3. Gujarat State Fertilisers and Chemicals (GSFC)
Gujarat State Fertilisers and Chemicals is a public sector company promoted by the Gujarat government. It manufactures fertilizers and industrial products like plastics and synthetic rubbers. Fertilizers account for about 78% of its total revenue.
The company's share price has been under pressure due to challenges in its core di-ammonium phosphate (DAP) business and rising costs of raw materials like sulphur and sulphuric acid.

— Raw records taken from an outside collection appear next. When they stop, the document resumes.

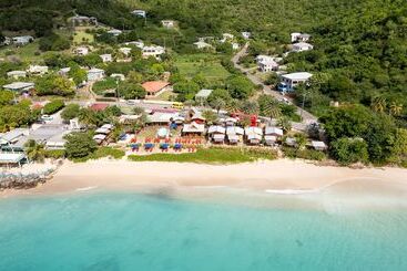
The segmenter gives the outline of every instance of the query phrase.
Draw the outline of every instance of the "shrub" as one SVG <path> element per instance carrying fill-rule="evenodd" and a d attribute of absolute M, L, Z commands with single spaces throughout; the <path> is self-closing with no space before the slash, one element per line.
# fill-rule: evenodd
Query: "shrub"
<path fill-rule="evenodd" d="M 65 106 L 65 104 L 63 103 L 62 100 L 54 100 L 48 104 L 44 105 L 44 107 L 42 108 L 42 113 L 50 115 L 53 114 L 60 110 L 63 108 L 63 106 Z"/>

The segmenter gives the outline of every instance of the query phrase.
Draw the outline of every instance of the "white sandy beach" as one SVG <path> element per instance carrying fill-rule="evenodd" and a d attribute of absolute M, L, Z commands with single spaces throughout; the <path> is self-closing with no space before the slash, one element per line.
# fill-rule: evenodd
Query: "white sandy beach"
<path fill-rule="evenodd" d="M 67 161 L 47 184 L 29 190 L 1 191 L 0 196 L 59 194 L 93 188 L 142 190 L 223 186 L 275 194 L 296 194 L 318 191 L 339 183 L 360 188 L 375 181 L 407 187 L 407 170 L 401 168 L 352 169 L 316 166 L 288 159 L 222 166 L 106 159 L 83 164 Z"/>

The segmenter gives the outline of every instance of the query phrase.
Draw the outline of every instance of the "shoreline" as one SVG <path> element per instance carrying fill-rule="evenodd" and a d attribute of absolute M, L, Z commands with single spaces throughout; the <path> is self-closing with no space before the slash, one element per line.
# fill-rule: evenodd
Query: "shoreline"
<path fill-rule="evenodd" d="M 407 188 L 406 169 L 320 166 L 304 160 L 277 159 L 232 165 L 99 159 L 64 163 L 53 178 L 31 189 L 7 189 L 0 198 L 103 190 L 182 190 L 231 188 L 267 195 L 320 194 L 334 186 L 362 185 Z M 346 190 L 345 189 L 345 190 Z"/>

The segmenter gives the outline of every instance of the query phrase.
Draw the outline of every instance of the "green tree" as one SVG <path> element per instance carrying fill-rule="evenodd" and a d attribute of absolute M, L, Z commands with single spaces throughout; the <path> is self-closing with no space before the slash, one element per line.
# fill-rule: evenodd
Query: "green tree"
<path fill-rule="evenodd" d="M 79 104 L 69 104 L 61 112 L 61 117 L 64 122 L 69 122 L 72 118 L 78 117 L 80 111 Z"/>
<path fill-rule="evenodd" d="M 342 165 L 368 161 L 367 144 L 363 138 L 339 138 L 332 143 L 330 154 Z"/>
<path fill-rule="evenodd" d="M 96 150 L 98 145 L 88 133 L 67 135 L 65 152 L 68 158 L 83 158 Z"/>

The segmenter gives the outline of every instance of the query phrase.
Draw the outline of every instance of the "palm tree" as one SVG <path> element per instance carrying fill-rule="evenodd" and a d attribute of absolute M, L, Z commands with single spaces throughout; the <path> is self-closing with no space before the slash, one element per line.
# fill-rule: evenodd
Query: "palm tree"
<path fill-rule="evenodd" d="M 35 140 L 30 139 L 26 143 L 26 153 L 30 160 L 43 161 L 45 158 L 45 149 L 42 144 L 38 144 Z"/>
<path fill-rule="evenodd" d="M 257 114 L 258 113 L 258 104 L 252 101 L 244 101 L 241 106 L 242 112 L 247 115 Z"/>
<path fill-rule="evenodd" d="M 289 132 L 291 129 L 292 129 L 292 122 L 289 121 L 289 118 L 288 117 L 286 117 L 286 116 L 282 116 L 282 117 L 279 117 L 278 118 L 278 121 L 277 121 L 277 125 L 279 126 L 279 127 L 282 127 L 282 129 L 285 132 L 285 133 L 287 133 L 287 132 Z"/>
<path fill-rule="evenodd" d="M 403 112 L 403 104 L 397 104 L 396 102 L 393 102 L 390 105 L 389 105 L 389 110 L 388 110 L 388 113 L 391 115 L 391 116 L 399 116 Z"/>
<path fill-rule="evenodd" d="M 271 118 L 278 118 L 282 115 L 282 110 L 276 100 L 273 100 L 272 102 L 267 103 L 263 112 Z"/>
<path fill-rule="evenodd" d="M 236 113 L 241 108 L 241 102 L 236 98 L 233 98 L 226 104 L 225 107 L 228 113 Z"/>
<path fill-rule="evenodd" d="M 211 106 L 214 107 L 217 111 L 217 114 L 220 113 L 220 111 L 225 107 L 226 103 L 223 98 L 215 98 L 214 101 L 212 101 Z"/>
<path fill-rule="evenodd" d="M 380 96 L 374 97 L 370 106 L 373 111 L 383 113 L 386 111 L 386 106 L 387 106 L 386 98 L 380 97 Z"/>

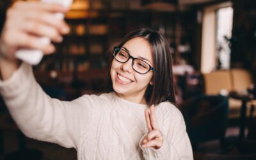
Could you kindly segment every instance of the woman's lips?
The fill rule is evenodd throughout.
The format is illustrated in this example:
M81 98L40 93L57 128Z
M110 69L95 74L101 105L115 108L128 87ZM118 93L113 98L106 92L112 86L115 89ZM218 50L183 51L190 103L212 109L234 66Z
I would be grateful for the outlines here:
M116 81L118 82L119 83L121 83L122 84L130 84L131 83L133 82L132 80L122 76L122 75L117 74L116 76Z

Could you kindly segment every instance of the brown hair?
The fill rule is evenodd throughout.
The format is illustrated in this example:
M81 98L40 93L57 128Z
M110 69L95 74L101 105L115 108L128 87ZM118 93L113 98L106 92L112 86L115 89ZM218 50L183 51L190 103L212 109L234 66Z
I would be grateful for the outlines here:
M175 103L172 55L164 38L157 31L142 28L126 35L116 47L121 47L126 42L136 37L145 39L150 44L153 54L154 84L148 85L145 94L148 104L157 105L164 101ZM112 61L113 56L111 54L109 55ZM106 88L108 92L113 91L110 77L110 67L111 64Z

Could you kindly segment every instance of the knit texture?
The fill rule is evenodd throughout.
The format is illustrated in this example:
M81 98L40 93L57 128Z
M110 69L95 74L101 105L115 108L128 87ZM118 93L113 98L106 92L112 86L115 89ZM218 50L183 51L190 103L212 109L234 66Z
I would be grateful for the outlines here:
M78 159L193 159L183 116L170 102L156 106L164 136L158 150L143 148L147 133L144 104L115 92L84 95L71 102L51 99L35 81L32 67L23 63L0 93L23 133L35 140L74 147Z

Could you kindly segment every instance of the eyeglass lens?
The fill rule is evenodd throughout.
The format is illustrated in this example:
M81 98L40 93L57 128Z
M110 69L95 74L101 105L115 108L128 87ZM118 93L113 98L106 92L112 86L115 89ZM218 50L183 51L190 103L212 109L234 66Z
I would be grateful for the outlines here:
M114 57L117 61L125 63L129 60L130 54L121 49L116 48L114 51ZM142 60L134 59L132 61L132 68L140 73L145 74L148 72L150 67Z

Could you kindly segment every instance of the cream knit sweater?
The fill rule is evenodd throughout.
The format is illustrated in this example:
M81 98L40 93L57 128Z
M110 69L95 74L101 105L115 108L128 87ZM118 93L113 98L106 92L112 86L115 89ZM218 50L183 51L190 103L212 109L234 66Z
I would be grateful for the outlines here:
M163 146L156 150L140 145L147 132L148 106L115 93L84 95L72 102L51 99L24 63L11 78L0 81L0 93L25 135L74 147L78 159L193 159L183 116L170 102L156 106L164 136Z

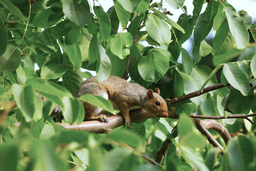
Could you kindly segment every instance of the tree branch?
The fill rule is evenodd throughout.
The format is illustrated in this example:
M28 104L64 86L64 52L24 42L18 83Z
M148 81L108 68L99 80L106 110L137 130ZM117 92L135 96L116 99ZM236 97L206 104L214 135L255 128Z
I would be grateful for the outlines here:
M1 115L0 115L0 126L3 126L4 121L10 111L16 107L16 103L14 101L9 102L6 105L5 111Z
M218 132L222 137L226 145L228 140L231 139L231 136L226 128L216 121L209 119L202 121L202 122L207 129L212 129Z
M224 148L220 144L218 141L215 140L211 134L211 133L207 130L203 124L202 124L202 121L197 118L194 118L194 121L197 128L203 134L207 137L208 141L213 145L215 147L219 147L222 151L224 150Z
M226 86L229 86L230 84L228 83L226 85L224 85L222 83L218 84L216 85L214 85L211 86L210 86L206 88L203 89L202 92L201 92L200 90L194 92L189 94L181 96L178 97L176 97L173 99L168 99L167 100L166 103L167 103L167 105L168 106L171 106L172 105L182 101L184 101L186 100L195 97L197 97L203 94L208 93L213 90L215 90L218 89L223 88Z
M130 111L129 113L130 118L133 123L139 122L145 119L155 117L154 115L142 109ZM178 115L176 113L175 110L169 111L169 116L170 117L172 116L173 118L175 119L175 117ZM55 123L55 124L61 125L68 129L79 130L89 132L104 133L110 132L113 129L123 126L124 124L123 117L120 113L109 116L108 119L109 121L107 124L98 121L91 121L83 122L78 126L75 123L72 125L67 123ZM20 122L15 123L15 125L19 127Z
M178 136L177 129L176 129L172 133L172 135L173 138L175 138ZM162 147L157 152L157 156L156 157L155 161L158 163L161 164L162 161L163 160L163 156L165 156L166 153L167 153L167 150L170 146L170 145L172 143L172 141L168 138L165 141L163 142Z
M227 119L231 119L232 118L238 118L242 119L248 119L248 117L250 117L251 116L255 116L255 114L254 113L251 113L250 114L248 114L244 115L228 115L227 116ZM189 115L189 117L191 118L198 118L200 119L226 119L224 117L224 116L202 116L201 115L196 115L194 114L191 114ZM251 121L249 121L252 123L253 124L253 121L249 119Z
M134 148L132 147L131 147L130 146L129 146L129 145L127 145L126 144L124 144L124 143L123 143L122 144L124 144L124 145L125 146L126 146L127 147L130 148L131 149L132 149L132 150L137 152L137 151L136 151L135 150L135 149L134 149ZM150 162L151 163L152 163L153 164L155 164L155 165L158 165L159 166L162 166L162 165L161 165L160 164L156 162L155 162L154 160L153 160L152 159L150 159L150 158L148 157L147 156L146 156L145 155L144 155L144 154L143 154L142 153L139 153L139 152L137 152L138 153L139 153L140 155L141 156L142 156L143 158L144 158L146 160L147 160L147 161L149 162Z
M138 34L139 34L139 30L140 29L140 25L141 24L142 22L142 21L140 21L140 23L139 24L139 26L138 28L138 31L137 32L137 34L133 39L133 44L134 44L134 45L136 45L136 42L137 42L137 40L138 39ZM129 68L130 67L130 64L131 61L130 60L130 57L129 55L127 55L126 56L126 65L125 66L125 70L124 71L124 74L123 76L123 78L125 80L127 80L128 78L128 74L129 73Z

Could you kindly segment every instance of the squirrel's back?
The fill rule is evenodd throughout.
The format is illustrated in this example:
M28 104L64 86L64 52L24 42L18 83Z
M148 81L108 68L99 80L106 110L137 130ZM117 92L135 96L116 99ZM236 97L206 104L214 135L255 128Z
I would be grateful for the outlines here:
M130 83L120 77L112 75L98 84L97 76L95 76L82 83L76 93L76 96L79 97L89 93L100 95L111 101L114 101L115 96L120 94L125 94L128 98L138 99L140 95L144 97L147 91L146 89L138 84Z

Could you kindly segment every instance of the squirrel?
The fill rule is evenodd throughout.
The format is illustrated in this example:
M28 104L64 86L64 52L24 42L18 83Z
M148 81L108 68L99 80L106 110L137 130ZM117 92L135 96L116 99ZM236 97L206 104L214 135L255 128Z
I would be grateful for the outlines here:
M160 90L156 89L154 93L139 84L131 83L117 76L110 75L99 84L97 76L93 76L84 81L79 87L75 96L79 98L87 94L103 97L109 100L115 109L118 109L124 119L124 127L131 129L132 121L129 116L129 109L138 106L146 110L158 117L168 116L166 102L160 95ZM108 123L106 114L109 112L102 109L82 101L85 111L85 120L99 120ZM61 110L56 105L53 112L59 113Z

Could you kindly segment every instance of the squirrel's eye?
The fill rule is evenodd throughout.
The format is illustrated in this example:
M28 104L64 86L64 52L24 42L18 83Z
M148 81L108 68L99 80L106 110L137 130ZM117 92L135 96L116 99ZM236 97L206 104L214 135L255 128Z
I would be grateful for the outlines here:
M160 102L157 101L156 102L156 105L157 106L160 106Z

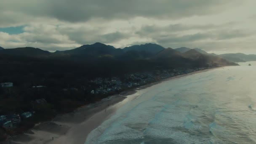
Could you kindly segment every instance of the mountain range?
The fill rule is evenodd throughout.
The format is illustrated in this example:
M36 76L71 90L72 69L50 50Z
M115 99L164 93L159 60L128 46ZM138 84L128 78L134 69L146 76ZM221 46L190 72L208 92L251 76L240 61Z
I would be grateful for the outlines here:
M205 65L210 63L232 65L233 64L229 61L242 62L254 59L256 60L256 59L254 59L254 58L256 58L256 56L253 55L248 56L240 53L217 55L214 53L208 53L206 51L197 48L191 49L181 47L176 49L170 48L165 48L161 45L152 43L135 45L121 49L96 43L92 45L83 45L71 50L56 51L54 53L38 48L18 48L3 49L0 51L0 55L37 58L59 59L77 61L97 61L103 59L121 61L139 60L156 61L171 59L178 63L180 63L181 61L177 61L175 59L177 59L184 61L188 60L193 62L195 61L200 61L200 63Z

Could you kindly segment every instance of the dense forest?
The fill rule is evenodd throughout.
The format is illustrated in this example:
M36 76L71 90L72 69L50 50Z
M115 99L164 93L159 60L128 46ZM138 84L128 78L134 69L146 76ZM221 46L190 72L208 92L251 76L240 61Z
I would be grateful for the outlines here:
M99 86L92 82L97 77L117 77L124 81L128 80L127 75L138 72L237 65L193 50L182 53L170 48L154 49L155 44L151 45L142 45L141 51L134 50L134 46L123 50L99 43L55 53L29 47L0 51L0 83L13 84L12 87L0 86L0 115L35 113L16 129L3 131L19 133L57 114L71 112L126 88L92 93ZM150 47L148 51L147 46ZM43 87L33 87L37 85ZM35 103L40 99L47 103Z

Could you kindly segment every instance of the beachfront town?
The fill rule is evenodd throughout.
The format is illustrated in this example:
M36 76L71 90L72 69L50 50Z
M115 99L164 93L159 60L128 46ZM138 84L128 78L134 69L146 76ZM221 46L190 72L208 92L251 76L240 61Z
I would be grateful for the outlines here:
M136 87L157 82L164 79L175 76L187 74L193 72L207 69L212 67L195 68L191 69L180 68L170 70L157 70L152 72L137 72L125 75L123 77L113 77L111 78L97 77L88 80L86 85L74 87L69 85L67 88L60 89L62 93L70 91L86 92L90 96L105 95L107 96L113 94L136 88ZM5 82L0 83L2 89L12 91L15 87L12 82ZM47 85L34 85L31 89L44 89L48 88ZM48 101L44 97L31 101L33 107L38 105L47 104ZM85 100L86 101L86 100ZM15 111L13 111L15 112ZM30 111L22 111L22 112L3 115L0 111L0 127L5 130L13 129L16 128L23 121L33 117L37 113L36 110L31 109Z

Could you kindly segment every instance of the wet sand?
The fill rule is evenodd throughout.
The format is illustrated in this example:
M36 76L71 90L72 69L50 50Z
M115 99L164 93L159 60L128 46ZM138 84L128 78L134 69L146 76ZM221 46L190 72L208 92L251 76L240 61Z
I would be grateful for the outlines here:
M171 80L211 69L205 69L172 77L110 96L96 104L85 106L74 112L58 115L52 121L37 124L32 130L16 136L3 144L84 144L88 135L114 114L127 101L135 99L136 91L163 81Z

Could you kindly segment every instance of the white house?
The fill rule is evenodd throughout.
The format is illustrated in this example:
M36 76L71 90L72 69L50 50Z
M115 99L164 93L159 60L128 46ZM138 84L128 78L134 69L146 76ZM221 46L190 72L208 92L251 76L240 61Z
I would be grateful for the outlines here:
M21 114L21 117L23 118L29 118L32 116L32 114L31 113L31 112L24 112Z
M2 88L12 87L13 86L13 83L11 82L1 83L0 85Z

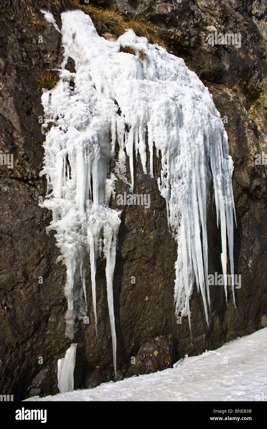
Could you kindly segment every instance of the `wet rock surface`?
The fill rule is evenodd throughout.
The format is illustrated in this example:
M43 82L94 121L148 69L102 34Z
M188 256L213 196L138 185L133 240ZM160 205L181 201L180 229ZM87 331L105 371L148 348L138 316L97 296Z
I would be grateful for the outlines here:
M227 306L223 287L210 287L209 326L195 289L191 338L187 318L177 320L174 315L177 245L168 230L165 202L156 179L144 174L138 159L134 192L150 194L150 207L118 206L116 198L110 202L122 210L113 287L121 378L163 369L186 353L198 354L266 326L266 166L255 165L254 157L262 151L267 153L267 25L264 2L112 3L128 15L138 13L160 29L170 50L198 74L222 117L227 117L237 225L235 273L242 275L241 287L235 290L237 309L230 290ZM62 53L60 33L47 22L36 30L33 22L42 14L27 2L4 1L0 12L0 151L13 154L14 160L12 168L0 166L0 393L14 394L18 400L58 392L57 361L69 344L64 335L66 267L56 263L60 251L53 234L45 232L51 213L38 205L46 184L39 176L45 136L39 122L43 112L36 78L41 71L60 67ZM224 33L241 33L240 48L209 45L211 26ZM38 42L40 35L42 43ZM75 67L69 58L66 68L72 71ZM161 164L155 154L153 159L156 178ZM111 162L111 171L115 162ZM118 180L117 193L125 191L128 187ZM220 233L213 212L211 205L207 221L210 273L222 271ZM87 268L89 323L77 322L75 388L114 380L105 260L99 258L97 263L97 340L88 263Z

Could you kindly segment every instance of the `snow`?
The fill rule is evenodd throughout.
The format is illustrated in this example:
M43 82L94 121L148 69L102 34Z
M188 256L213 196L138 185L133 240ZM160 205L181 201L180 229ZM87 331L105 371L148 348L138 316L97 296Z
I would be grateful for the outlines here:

The stock currently trades at a PE of 10.6 and a remarkably low PB of 0.6, with a dividend yield of 2.9%. GSFC is focusing on selling more profitable products and improving capacity utilization. Its strategic investments, including in a 75-MW solar power plant with Gujarat Industries Power Company Ltd (GIPCL), aim to reduce power costs significantly. Furthermore, its urea-II revamping project is expected to cut energy costs by ₹30-35 crore annually.
Investing with Prudence and Patience
Value investing is a proven long-term strategy, but success requires thorough research. Investors must examine financial health, business quality, and governance standards before committing capital. These three stocks—ONGC, PFC, and GSFC—present interesting cases where market pessimism may have created a disconnect between price and underlying value.
As always, any investment decision should align with one's individual financial goals and risk tolerance. The current market conditions remind us of Benjamin Graham's wisdom: an investment operation, based on thorough analysis, promises safety of principal and an adequate return. Everything else is speculation.